While the revenues at Delhi International Airport grew by a healthy 36 per cent at Rs 1469 crore, the losses have been reduced substantially to Rs 28 crore for second quarter of Fy13 as compared to the corresponding loss of Rs 210 crore. "The increase in airport tariff at DIAL is having a good impact and that itself pushed our revenues by 90 per cent. With sustained growth, hopefully we should be recouping our accumulated losses of close to Rs 1,700 crore over a period of time," added Rao.
While there has been decent revenue growth of 18 per cent for the company at Rs 2399 crore, the fact that they are sitting on idle assets in the power sector due to non-availability of gas in the East coast, is taking a huge toll on its profitability.
“Higher revenues from the operation of airports during the quarter aided by the revised tariff and UDF charges at DIAL resulted in significant improvement in the turnover which however, was adversely affected by the lower PLF in power plants due to non-availability of gas from KG basin,” said G M Rao, Group Chairman, GMR Infrastructure.
The company, along with other players who are hit by this factor, have been discussing with the relevant authorities to do a pooling mechanism with which the imported gas and locally available gas can be leveraged to fuel the projects. “The cost of the gas from this mechanism will double to $8.4 per MMBtu.

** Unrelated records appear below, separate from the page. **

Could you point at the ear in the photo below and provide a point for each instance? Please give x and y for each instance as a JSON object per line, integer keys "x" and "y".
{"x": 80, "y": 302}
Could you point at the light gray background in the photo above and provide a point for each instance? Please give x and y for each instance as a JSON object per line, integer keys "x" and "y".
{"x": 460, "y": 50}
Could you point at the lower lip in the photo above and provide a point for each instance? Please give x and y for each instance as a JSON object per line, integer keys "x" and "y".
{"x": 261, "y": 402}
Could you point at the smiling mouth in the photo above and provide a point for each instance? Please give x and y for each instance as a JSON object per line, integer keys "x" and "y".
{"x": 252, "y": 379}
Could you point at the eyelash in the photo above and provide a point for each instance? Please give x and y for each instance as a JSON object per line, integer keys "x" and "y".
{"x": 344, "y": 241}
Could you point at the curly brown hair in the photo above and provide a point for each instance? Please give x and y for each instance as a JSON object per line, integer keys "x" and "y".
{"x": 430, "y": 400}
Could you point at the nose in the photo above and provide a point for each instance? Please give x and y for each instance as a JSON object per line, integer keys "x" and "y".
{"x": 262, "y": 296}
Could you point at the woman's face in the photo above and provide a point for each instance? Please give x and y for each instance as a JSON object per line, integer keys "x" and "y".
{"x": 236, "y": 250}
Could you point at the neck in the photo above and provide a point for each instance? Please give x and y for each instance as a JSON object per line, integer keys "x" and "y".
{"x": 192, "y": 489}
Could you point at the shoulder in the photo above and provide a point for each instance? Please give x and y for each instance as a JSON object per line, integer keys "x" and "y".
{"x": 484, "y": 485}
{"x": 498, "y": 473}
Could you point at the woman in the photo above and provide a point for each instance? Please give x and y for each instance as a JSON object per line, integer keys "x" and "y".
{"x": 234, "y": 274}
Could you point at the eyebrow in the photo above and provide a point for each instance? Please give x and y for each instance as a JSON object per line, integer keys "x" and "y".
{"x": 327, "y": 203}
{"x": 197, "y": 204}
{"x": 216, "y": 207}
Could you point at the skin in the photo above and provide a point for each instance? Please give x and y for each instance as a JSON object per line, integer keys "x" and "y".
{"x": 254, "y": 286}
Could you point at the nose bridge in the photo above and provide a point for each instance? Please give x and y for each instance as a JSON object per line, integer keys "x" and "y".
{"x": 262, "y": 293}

Based on this, we may have to rework the PPA’s as well and we are looking at hiking it by around 55 per cent, if things sail through,” a senior official of GMR Group said.
GMR Infrastructure, currently has generating capacities of around 880 Mw, most of which are on based on gas, due to which the company has been facing intense pressure on its margins. “During the next two quarters, we should commission around 1600 Mw based on thermal fuel and that should offset the losses in the gas-based projects until the KG-basis issue is sorted out,” the official added.
The company, which is looking to deleverage its balance sheet which is under a debt of Rs 35,000 crore with a gearing of 3.2 times, has said that hopefully by end of this fiscal couple of key steps will be taken in this direction.